"To Marguerite Heinrich, if living, and if dead to any of her friends; or, to the Postmaster at Wiesbaden, Germany. If not delivered within two months, return to Arthur Tracy, Tracy Park, Shannondale, Mass., U.S.A."
"Marguerite—Marguerite Heinrich!" Frank repeated. "That is not Gretchen. The letter is not to her."
"I guess it is," Jerry replied. "He told me once that Gretchen was a pet name for Marguerite."
"Yes," Frank returned, with a sigh of disappointment, while to himself he said "It is not Marguerite Tracy and that makes me less a scoundrel than I should otherwise have been." Then turning to Jerry, as he put the letter in his pocket, he said, "thank you for bringing this to me. I had forgotten all about it."
"Mr. Tracy, you mustn't keep the letter. It is not yours—No harm will be done if it goes. Mr. Arthur will never let Maude be wronged. Give it to me, please." Jerry cried in a tone and manner she might have borrowed from Arthur himself, it was so like him when on his dignity.
And Frank felt it, and knew that he had more than a child to deal with, and must use duplicity if he would succeed. So he said to her quietly and naturally:
"Why, how excited you are! Do you think I intend to keep the letter? It is as safe with me as with you. It is true that when I talked with you in the Tramp House I thought it must not be sent, but I have changed my mind, and do not care. I am going to the office, and will take it myself. John is saddling my horse now, and if I hurry I shall be in time for the Western mail. Good-by, and do not look so worried. Do you take me for a villain?"
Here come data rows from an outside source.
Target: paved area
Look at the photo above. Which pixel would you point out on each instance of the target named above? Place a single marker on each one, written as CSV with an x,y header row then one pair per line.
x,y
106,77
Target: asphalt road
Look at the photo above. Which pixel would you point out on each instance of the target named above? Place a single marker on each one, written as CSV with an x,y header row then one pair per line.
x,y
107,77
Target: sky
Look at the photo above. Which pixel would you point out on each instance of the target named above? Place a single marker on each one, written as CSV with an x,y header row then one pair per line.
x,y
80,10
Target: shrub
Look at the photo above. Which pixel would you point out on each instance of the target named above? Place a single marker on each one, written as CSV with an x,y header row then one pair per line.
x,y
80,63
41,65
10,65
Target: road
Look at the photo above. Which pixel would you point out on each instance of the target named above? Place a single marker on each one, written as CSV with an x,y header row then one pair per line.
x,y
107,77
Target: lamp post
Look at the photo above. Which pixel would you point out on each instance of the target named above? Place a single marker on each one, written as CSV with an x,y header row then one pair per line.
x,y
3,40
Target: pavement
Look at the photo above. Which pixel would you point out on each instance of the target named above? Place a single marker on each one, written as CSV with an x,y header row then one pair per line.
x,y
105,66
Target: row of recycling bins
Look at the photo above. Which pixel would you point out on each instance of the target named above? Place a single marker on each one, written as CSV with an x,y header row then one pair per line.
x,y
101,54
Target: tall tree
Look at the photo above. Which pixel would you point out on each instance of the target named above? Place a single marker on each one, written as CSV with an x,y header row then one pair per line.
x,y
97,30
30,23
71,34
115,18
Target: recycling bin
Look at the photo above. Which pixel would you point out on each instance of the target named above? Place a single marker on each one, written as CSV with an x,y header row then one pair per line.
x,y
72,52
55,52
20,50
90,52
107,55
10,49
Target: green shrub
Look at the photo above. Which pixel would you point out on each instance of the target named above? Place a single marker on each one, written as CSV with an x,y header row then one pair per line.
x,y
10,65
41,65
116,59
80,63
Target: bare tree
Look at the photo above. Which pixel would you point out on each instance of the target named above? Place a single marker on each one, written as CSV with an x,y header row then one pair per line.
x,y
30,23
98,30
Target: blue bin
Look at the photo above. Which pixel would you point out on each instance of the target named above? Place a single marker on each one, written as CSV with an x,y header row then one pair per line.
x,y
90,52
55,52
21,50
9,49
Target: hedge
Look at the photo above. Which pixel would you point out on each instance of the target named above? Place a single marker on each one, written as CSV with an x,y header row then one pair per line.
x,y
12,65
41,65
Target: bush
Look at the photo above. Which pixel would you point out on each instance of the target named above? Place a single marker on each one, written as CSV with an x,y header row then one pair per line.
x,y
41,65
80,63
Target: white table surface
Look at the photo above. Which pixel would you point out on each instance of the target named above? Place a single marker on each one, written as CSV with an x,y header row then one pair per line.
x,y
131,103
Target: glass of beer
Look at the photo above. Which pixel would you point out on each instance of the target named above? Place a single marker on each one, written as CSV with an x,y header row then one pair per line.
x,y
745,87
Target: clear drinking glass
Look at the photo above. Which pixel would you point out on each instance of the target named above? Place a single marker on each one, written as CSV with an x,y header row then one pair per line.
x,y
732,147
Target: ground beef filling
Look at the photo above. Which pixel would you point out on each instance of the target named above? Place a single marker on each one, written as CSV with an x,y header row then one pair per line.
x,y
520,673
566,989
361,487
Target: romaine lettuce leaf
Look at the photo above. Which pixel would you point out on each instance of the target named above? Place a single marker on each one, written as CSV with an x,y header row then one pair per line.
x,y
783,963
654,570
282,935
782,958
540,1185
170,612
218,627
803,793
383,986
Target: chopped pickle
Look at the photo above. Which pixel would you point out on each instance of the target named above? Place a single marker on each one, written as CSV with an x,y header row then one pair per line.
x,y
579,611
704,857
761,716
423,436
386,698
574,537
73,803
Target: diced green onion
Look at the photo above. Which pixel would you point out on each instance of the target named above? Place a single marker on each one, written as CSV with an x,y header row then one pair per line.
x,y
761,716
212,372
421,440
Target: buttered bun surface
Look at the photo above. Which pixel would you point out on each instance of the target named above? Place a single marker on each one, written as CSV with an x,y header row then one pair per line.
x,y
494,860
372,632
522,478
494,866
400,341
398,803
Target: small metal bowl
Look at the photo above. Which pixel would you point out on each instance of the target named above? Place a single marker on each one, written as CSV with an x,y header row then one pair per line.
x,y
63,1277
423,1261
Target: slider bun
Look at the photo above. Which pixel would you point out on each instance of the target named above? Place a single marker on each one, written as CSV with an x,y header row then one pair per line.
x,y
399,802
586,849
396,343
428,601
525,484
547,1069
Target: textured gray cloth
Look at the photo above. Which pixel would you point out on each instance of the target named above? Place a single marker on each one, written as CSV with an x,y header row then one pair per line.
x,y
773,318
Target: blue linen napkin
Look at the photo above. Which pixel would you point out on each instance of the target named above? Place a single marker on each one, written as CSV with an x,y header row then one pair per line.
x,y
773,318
He was leaving the room as he talked, and before he had finished he was in the hall and near the outer door, leaving Jerry stupefied, and perplexed, and only half re-assured.
"If I had not sold myself to Satan before, I have now, for sure; and still I did not actually tell her that I would post it, though it amounted to that," Frank thought, as he galloped through the park toward the highway which led to the town.
Once he took the letter from his pocket and examined it again, wishing that he knew its contents.